What the rock?!?
On a visit to a museum
I enjoy exploring museum collections. On one particular visit to a museum I came across a collection of rock fragments obtained from the RDC (Republique Democratique du Congo). I was fascinated by their multitude of textures and colours.
As I zoomed in with my camera, my imagination ran wild – I saw miniature landscapes appear on my screen, sometimes sharp, sometimes soft, mysterious and beautiful. Asteroïds shooting through the sky, a colourful mountain range – by enlarging the details, the eye provokes the mind to fantasise, and reveals the sophistication and richness of nature.
Experimenting with Indigo dye
I have been fascinated by the colour blue ever since I was a kid. As a boy, when choosing a colour to paint my room, there was no doubt in my mind that it had to be blue. The colour blue symbolises serenity, stability, inspiration, wisdom, reliability and health. Could these be the reasons for my attraction?
Indigo, used for denim, is my favourite blue. Traditional indigo dyeing techniques are still used today in Africa and Japan to create stunning fabrics and garments.
Having never used indigo dye before, I was curious to have a go.

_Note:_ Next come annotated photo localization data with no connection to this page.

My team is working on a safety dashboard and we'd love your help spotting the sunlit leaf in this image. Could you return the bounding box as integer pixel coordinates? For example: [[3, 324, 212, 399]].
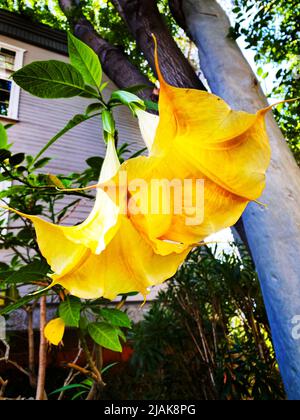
[[68, 32, 102, 87], [12, 60, 85, 98]]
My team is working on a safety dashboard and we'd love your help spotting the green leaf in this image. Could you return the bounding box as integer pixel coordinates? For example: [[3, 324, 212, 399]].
[[86, 156, 104, 170], [49, 383, 88, 396], [4, 123, 14, 130], [101, 362, 118, 375], [79, 316, 89, 332], [0, 290, 47, 315], [100, 81, 109, 92], [110, 90, 145, 109], [79, 85, 99, 98], [33, 157, 51, 170], [71, 391, 88, 400], [6, 260, 50, 284], [88, 322, 123, 352], [9, 153, 25, 166], [0, 149, 11, 162], [12, 60, 85, 98], [68, 32, 102, 87], [257, 67, 264, 77], [102, 110, 115, 135], [262, 71, 269, 80], [85, 102, 103, 115], [0, 123, 8, 149], [129, 147, 147, 159], [100, 308, 132, 329], [59, 296, 82, 327], [144, 100, 159, 112]]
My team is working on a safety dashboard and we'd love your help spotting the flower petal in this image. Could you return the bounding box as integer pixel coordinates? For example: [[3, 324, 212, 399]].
[[151, 35, 271, 201], [136, 109, 159, 153], [2, 139, 121, 275], [44, 317, 65, 346], [123, 154, 248, 248], [52, 216, 190, 300]]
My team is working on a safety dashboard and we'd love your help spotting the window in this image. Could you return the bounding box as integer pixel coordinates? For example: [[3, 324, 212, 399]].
[[0, 42, 25, 120]]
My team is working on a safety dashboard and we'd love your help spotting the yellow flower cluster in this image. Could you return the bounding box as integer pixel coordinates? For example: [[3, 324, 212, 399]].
[[5, 41, 275, 345]]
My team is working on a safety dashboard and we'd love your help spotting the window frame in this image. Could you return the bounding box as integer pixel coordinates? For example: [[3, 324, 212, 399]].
[[0, 41, 26, 120]]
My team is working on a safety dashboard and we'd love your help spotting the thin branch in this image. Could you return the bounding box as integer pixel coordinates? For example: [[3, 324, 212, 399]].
[[35, 296, 47, 400], [27, 307, 37, 388], [58, 344, 83, 400], [0, 359, 30, 377], [0, 377, 8, 398]]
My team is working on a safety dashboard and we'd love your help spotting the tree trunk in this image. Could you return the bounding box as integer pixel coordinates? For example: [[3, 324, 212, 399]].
[[58, 0, 154, 99], [111, 0, 205, 89], [170, 0, 300, 400]]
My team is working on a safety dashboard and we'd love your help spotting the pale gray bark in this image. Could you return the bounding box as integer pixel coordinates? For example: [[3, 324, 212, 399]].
[[172, 0, 300, 399]]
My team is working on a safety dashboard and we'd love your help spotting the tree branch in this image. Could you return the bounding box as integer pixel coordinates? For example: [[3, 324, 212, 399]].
[[58, 0, 154, 99], [35, 296, 47, 400], [111, 0, 205, 89]]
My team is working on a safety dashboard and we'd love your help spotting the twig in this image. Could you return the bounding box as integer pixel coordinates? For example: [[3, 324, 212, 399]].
[[27, 306, 37, 388], [65, 363, 98, 380], [199, 12, 218, 17], [0, 339, 10, 361], [0, 339, 30, 377], [58, 345, 83, 400], [0, 377, 8, 398], [35, 296, 47, 400], [0, 359, 30, 377], [79, 334, 105, 400], [9, 246, 30, 264], [58, 199, 82, 224]]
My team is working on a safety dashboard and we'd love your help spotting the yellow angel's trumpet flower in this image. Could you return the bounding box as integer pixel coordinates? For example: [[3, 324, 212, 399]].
[[1, 136, 190, 300], [44, 317, 65, 346], [123, 36, 278, 247], [4, 138, 121, 278]]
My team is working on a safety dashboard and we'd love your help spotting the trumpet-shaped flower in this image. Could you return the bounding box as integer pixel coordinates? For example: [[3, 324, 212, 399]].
[[3, 137, 189, 300], [123, 37, 274, 247]]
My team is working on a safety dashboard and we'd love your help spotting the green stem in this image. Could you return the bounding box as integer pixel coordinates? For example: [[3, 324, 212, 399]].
[[30, 112, 103, 168]]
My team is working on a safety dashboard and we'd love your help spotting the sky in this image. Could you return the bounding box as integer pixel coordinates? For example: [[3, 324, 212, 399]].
[[218, 0, 283, 101]]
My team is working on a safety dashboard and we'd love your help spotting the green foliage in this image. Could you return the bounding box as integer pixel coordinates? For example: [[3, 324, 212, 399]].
[[104, 246, 284, 400], [0, 0, 68, 29], [88, 322, 124, 352], [102, 110, 116, 136], [3, 260, 50, 285], [100, 308, 132, 329], [59, 296, 82, 328], [232, 0, 300, 164]]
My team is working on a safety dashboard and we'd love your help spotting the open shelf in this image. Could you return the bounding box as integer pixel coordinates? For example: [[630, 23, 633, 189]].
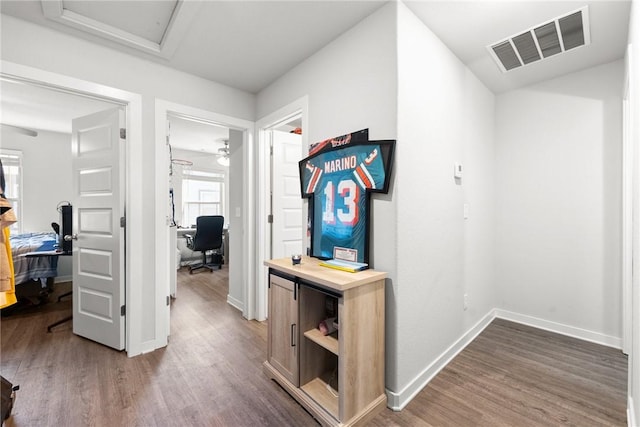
[[301, 377, 339, 420], [265, 259, 386, 426], [304, 328, 339, 355]]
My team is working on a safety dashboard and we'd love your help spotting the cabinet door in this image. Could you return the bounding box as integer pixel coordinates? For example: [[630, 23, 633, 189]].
[[268, 274, 299, 386]]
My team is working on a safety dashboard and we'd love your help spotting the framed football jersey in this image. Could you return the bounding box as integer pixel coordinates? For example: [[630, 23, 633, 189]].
[[308, 128, 368, 157], [299, 139, 395, 265]]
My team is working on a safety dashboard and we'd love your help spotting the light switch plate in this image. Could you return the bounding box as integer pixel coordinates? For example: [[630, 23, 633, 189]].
[[454, 162, 463, 179]]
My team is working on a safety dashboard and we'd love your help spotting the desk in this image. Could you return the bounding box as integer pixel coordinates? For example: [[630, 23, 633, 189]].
[[20, 239, 72, 332], [175, 227, 229, 267]]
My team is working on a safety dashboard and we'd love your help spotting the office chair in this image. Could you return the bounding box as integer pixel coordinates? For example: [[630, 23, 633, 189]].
[[184, 215, 224, 274]]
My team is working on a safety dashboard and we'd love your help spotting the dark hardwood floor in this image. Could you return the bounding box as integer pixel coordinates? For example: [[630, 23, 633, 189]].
[[371, 319, 628, 427], [1, 267, 628, 426]]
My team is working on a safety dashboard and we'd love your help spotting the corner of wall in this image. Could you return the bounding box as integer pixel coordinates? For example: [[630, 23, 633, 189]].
[[385, 309, 496, 410], [226, 295, 244, 312], [629, 0, 640, 421], [494, 309, 623, 349]]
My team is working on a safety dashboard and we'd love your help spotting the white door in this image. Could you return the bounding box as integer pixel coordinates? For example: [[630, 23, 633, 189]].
[[271, 130, 303, 259], [71, 108, 125, 350]]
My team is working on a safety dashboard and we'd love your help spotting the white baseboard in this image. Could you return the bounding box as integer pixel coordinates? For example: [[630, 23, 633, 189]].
[[55, 275, 72, 283], [129, 339, 159, 358], [494, 309, 622, 349], [629, 396, 638, 427], [226, 294, 244, 312], [385, 309, 497, 411]]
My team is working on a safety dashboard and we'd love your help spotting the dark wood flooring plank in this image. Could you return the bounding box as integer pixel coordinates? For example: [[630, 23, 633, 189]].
[[1, 270, 628, 426]]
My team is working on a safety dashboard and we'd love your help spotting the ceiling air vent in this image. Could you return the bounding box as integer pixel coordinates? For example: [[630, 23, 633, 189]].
[[488, 6, 590, 73]]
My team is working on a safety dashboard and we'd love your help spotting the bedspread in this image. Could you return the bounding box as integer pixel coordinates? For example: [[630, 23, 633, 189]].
[[9, 232, 59, 284]]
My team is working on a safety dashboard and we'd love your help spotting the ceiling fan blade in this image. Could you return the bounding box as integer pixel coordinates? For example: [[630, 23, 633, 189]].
[[1, 123, 38, 137]]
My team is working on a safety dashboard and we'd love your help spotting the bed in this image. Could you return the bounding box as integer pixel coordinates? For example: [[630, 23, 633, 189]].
[[9, 232, 60, 302]]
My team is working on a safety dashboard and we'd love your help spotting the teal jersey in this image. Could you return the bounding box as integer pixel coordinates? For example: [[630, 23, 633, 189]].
[[301, 143, 387, 263]]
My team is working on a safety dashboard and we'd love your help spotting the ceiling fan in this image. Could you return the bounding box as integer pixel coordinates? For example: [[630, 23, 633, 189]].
[[217, 140, 230, 166], [1, 123, 38, 137]]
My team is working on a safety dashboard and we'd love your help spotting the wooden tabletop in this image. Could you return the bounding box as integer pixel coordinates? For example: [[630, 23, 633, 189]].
[[264, 256, 386, 292]]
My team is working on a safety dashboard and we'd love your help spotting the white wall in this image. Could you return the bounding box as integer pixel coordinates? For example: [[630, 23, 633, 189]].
[[227, 129, 244, 310], [1, 14, 254, 352], [628, 0, 640, 423], [256, 4, 397, 144], [1, 129, 71, 232], [169, 147, 228, 228], [1, 128, 73, 279], [393, 2, 496, 405], [256, 0, 399, 389], [495, 61, 624, 343]]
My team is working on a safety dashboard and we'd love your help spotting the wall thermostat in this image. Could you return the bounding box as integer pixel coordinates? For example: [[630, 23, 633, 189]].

I'm not fond of paper napkins. At home, I always use fabric ones. After one of my dinner parties, I got a request from a friend to make him some. Since plain whites felt too ordinary, I decided to use the opportunity to try out some Indigo binding and dying techniques. Having recently taken some photographs of dead trees on a stroll through woods, I was inspired to create the pattern you see in the pictures.
The process went reasonably smoothly. You have to work carefully to avoid spilling dye on the parts you wish to remain white. I was pretty happy with my first results and will continue trying out new patterns and dyeing techniques in the future.
Behind the product(ion)
Seen and unseen - clothing production in Asia
For more than 15 years, I have been travelling on behalf of different customers to Asia to develop and produce collections for the mass markets in Europe. I have always loved encounters between developers and producers. A design can be clear in your mind, but you still need the input of the actual producers to arrive at a perfect product, this being the goal of my trips.
Besides my regular work, focused on product development, mostly taking place in boring offices, I always found time to visit the work floors of the factories. The scale, the light and the people made a significant impact on me. Mass production is so impressive, yet it made me realise that we need to develop a different way of consuming. My pictures show the reality of the factory. They are confronting and emotional, sometimes funny and light-hearted. I hope they will foster awareness and open up discussions.
I took these photographs in China, Vietnam, Indonesia, India, Bangladesh and Turkey.
Once upon a tail
Celebrating light and togetherness
It is quite a stretch to combine a bauble and a fishtail, but in the end, it is precisely what I did. The story goes as follows: Brussels just before Christmas. Friends purchase a Christmas tree for the first time since living together.
Having no idea of how to decorate the tree, they went back to thinking about why we celebrate Christmas and Hanuka. They are feasts of light and togetherness, ending a long period of cold and darkness. So in celebrating this light and togetherness, they invited all of their friends to a Christmas/Hanuka get-together.
We were all asked to bring a decoration for the tree, so every time they would look at the tree, it would be lit and decorated with tokens from their friends, and they would feel the true meaning of the celebrations.
I was inspired by a mythical figure from the sea, half-man/half-fish, thinking about the little mermaid story (the real one, not the Disney version!). The mermaid exchanges her voice to be with her beloved. Love conquers the wicked spell, and they live happily ever after (btw, my friends both are singers, so it felt appropriate). With little scraps of fabric always available in the house, I made the first mini-doll in my life and had a lot of fun doing so. The merman was soon to be hanging on the top of their eclectic but ever so beautiful tree.